“And your father and mother?”

“Both dead. Mother was never very strong, and the fight was too hard for her. After the other children died, she sort of lost her—her courage, I guess. That left only father and two children; and Alice wasn’t big enough to do much. That’s how I learned to cook and wash dishes.”

“Then your father died?”

“He was killed—in the steel works. It was an open-hearth furnace, and he was on the puddler’s gang. There was a loose board in the run-way, and the hand-rail was broken. The men had complained, time and again, but nothing was done. One day father slipped.” He stopped abruptly, and when he spoke again it was to say, “Do you wonder that things have made sort of an anarchist of me, Larry?”

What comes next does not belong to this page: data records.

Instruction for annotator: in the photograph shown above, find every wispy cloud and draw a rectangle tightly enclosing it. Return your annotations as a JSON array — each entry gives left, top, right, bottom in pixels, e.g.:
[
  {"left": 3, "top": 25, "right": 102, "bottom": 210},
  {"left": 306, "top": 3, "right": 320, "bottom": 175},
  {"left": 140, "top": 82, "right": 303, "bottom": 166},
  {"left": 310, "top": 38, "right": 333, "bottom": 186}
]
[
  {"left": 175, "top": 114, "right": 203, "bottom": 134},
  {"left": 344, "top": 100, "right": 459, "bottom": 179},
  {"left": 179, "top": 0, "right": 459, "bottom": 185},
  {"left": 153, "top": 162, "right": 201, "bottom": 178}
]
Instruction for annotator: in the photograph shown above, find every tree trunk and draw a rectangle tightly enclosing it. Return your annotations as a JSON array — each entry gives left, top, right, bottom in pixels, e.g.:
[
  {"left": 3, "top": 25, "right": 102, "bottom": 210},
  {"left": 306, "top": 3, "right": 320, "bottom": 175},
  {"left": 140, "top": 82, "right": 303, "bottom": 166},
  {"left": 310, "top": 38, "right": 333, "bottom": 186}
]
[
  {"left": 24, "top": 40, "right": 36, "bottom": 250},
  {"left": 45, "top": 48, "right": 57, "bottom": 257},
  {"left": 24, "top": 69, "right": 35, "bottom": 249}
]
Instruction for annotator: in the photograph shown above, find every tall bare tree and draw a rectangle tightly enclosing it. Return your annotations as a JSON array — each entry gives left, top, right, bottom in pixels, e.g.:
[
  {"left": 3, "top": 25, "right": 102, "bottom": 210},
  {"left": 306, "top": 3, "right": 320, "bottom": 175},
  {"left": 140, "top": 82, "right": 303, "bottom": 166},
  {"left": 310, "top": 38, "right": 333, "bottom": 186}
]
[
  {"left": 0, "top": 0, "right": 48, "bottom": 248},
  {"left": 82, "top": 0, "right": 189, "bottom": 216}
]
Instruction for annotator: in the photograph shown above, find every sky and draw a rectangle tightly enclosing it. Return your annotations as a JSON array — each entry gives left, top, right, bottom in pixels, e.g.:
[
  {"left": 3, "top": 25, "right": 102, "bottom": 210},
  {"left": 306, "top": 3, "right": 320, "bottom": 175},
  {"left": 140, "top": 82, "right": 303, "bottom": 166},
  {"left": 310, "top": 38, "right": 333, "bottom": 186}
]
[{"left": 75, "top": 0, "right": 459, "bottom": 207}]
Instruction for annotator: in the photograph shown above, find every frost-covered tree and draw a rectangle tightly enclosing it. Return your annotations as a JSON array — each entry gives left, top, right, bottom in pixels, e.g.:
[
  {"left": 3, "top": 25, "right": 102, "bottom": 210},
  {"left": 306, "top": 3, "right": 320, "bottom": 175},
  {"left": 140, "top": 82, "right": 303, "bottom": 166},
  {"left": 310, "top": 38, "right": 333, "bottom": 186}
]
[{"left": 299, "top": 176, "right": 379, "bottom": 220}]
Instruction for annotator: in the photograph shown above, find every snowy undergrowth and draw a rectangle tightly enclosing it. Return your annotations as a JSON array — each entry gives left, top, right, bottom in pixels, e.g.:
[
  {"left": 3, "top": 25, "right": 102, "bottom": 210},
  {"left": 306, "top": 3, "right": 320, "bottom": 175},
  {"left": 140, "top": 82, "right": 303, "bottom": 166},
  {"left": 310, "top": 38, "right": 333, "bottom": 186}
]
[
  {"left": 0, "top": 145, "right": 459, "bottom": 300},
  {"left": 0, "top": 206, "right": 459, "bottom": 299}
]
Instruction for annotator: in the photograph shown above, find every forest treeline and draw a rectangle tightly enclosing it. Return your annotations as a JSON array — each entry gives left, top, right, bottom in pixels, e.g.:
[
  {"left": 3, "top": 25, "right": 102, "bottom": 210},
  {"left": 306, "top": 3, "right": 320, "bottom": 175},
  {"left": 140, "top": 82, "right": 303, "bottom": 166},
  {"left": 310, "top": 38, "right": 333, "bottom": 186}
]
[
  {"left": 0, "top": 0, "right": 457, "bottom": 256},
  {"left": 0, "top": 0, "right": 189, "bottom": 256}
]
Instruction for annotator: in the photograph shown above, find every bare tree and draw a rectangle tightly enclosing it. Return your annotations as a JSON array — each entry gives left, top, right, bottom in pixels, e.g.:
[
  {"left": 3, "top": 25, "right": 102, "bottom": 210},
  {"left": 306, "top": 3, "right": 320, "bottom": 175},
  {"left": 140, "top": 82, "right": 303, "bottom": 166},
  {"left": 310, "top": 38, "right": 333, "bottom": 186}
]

“Huh!” said Larry, “you’re not much of an anarchist.”

“Not the long-haired kind, maybe. But I’ve got to stay on my own side of the fence. There’s a horrible lot of injustice in this old world, Larry.”

“Sure there is,” Larry agreed. Then, to keep Purdick from running off on one of his bitter streaks: “Where is your sister now, Purdy?”

“She’s in Elsmere. You know they have a sort of an apprentice course there; a girl can work in the kitchen and have certain hours in the Domestic Economy classes. And that’s another thing: Allie’s been having just about as hard a time as I had before you took me in. You never said there were any strings tied to that scholarship money. There weren’t any, were there?”

“Not a single string.”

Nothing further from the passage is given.